Wütenden Zwischenrufen und Redebeiträgen, das Südostviertel sei durch die dichte Besiedlung mit Menschen unterschiedlicher Herkunft sowieso schon sehr belastet, stellten sich andere Teilnehmer entgegen. Einige lobten gerade das „bunte Viertel“, in dem man gut miteinander ins Gespräch komme und sich kennenlerne. Ein Bürger forderte dazu auf, nicht verschiedene Gruppen von Flüchtlingen gegeneinander auszuspielen, indem man sie in „gute“ und „schlechte“ Flüchtlinge unterteile nach Kriterien wie weiß, christlich usw.
Laut Kromberg ist die Gesamtsituation beim Thema Flüchtlinge nicht so dramatisch wie 2015, allerdings stiegen die Flüchtlingszahlen weiter an, was die Stadt natürlich vor Herausforderungen stellt. Man wolle schutzsuchende, teils durch den Krieg in ihren Heimatländern schwer traumatisierte Menschen, nicht wieder in Zelten unterbringen und suche deshalb Gebäude für sie.

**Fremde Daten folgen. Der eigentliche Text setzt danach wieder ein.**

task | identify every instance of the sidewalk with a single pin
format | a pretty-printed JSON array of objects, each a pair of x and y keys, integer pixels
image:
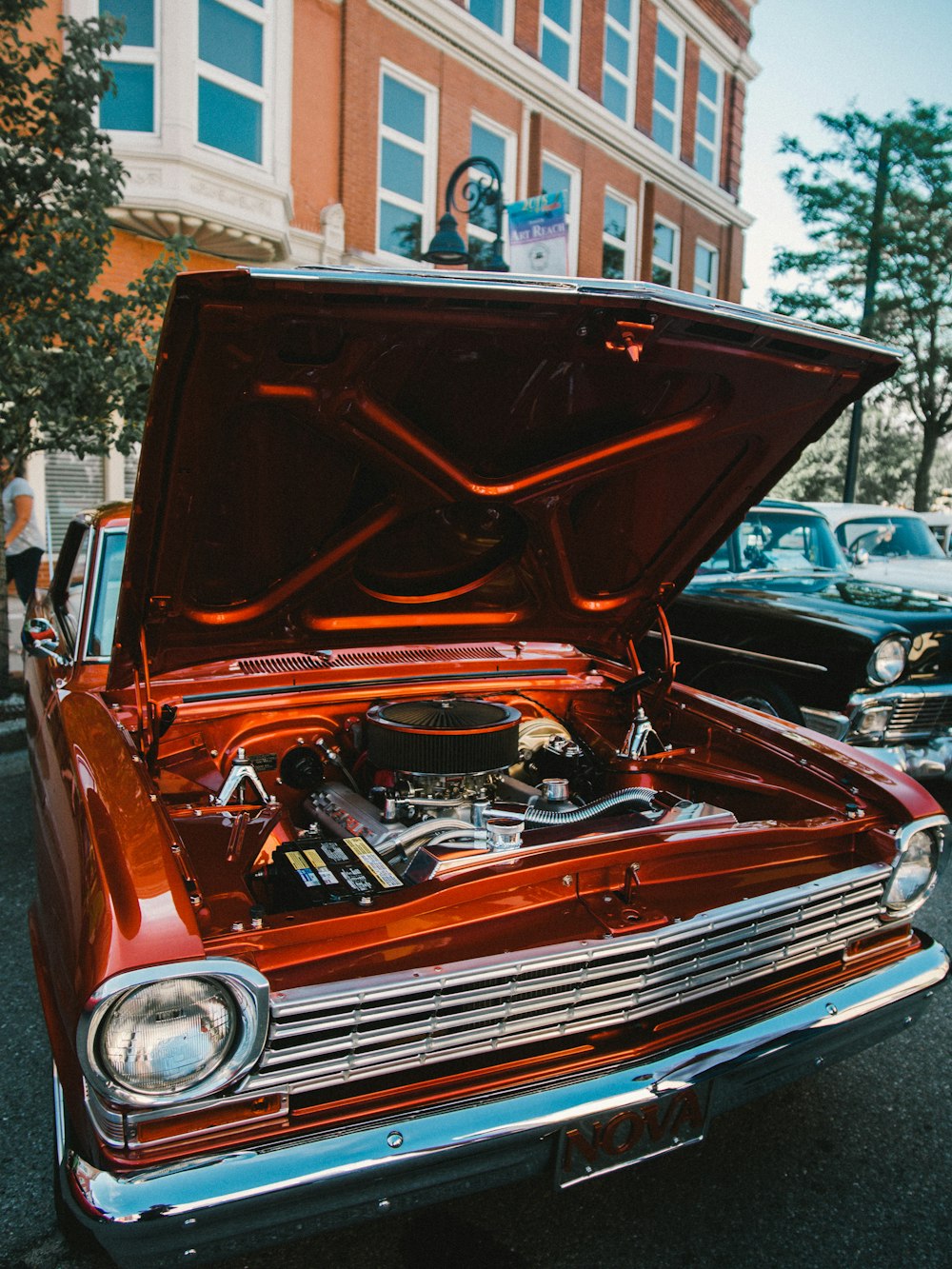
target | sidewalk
[{"x": 13, "y": 731}]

„Die Anzahl der Immobilien, die der Stadt zum Kauf oder zur Miete angeboten werden und die sich für die Unterbringung von Flüchtlingen eignen, ist aber sehr begrenzt“, so Kromberg. Man strebe eine gerechte Verteilung der Flüchtlinge im Stadtgebiet an, versuche verfeindete Nationalitäten zu trennen und mit Angeboten gegenzusteuern, wenn es irgendwo zu Problemen komme. „Aber wir sind froh über jedes Angebot wie das an der Franziskanerstraße und greifen dann natürlich zu.“
Diskussion um gerechte Verteilung der Flüchtlinge in der Stadt
Eine Rednerin fürchtete – auch mit Verweis auf die Silvesterkrawalle des letzten Jahres – einen weiteren Niedergang des Stadtteils und damit den Wertverfall ihres Betriebes. Andere sorgen sich um fehlende Kita- und Schulplätze oder die Überlastung des öffentlichen Nahverkehrs.
Die Kritik, die Stadt bringe Flüchtlinge vor allem in sowieso schon benachteiligten Stadtteilen mit geringem Einkommen, dichter Bebauung und hohem Migrantenanteil unter und nicht im Essener Süden, wies Kromberg zurück. Er zählte Unterkünfte wie das Kloster Schuir, in Werden und Bredeney auf, wo ebenfalls Flüchtlinge untergebracht seien. Auch in Haarzopf, wo er selbst wohne, habe es viele Jahre Flüchtlingshäuser gegeben.
Den Einwand aus dem Publikum, die Unterbringung in den genannten Stadtteilen erfolge weit weg von weiterer Wohnbebauung, relativierte Kromberg: „Das stimmt im Prinzip, aber die Menschen bleiben nicht den ganzen Tag in ihren Unterkünften, sondern bewegen sich doch ganz normal im Stadtteil und sind dort natürlich auch sichtbar.“
Zu einer weiteren geplanten Flüchtlingsunterkunft an der Königgrätzstraße/Huttropstraße, die Mitte 2024 belegt werden soll, wird es eine weitere Informationsveranstaltung geben.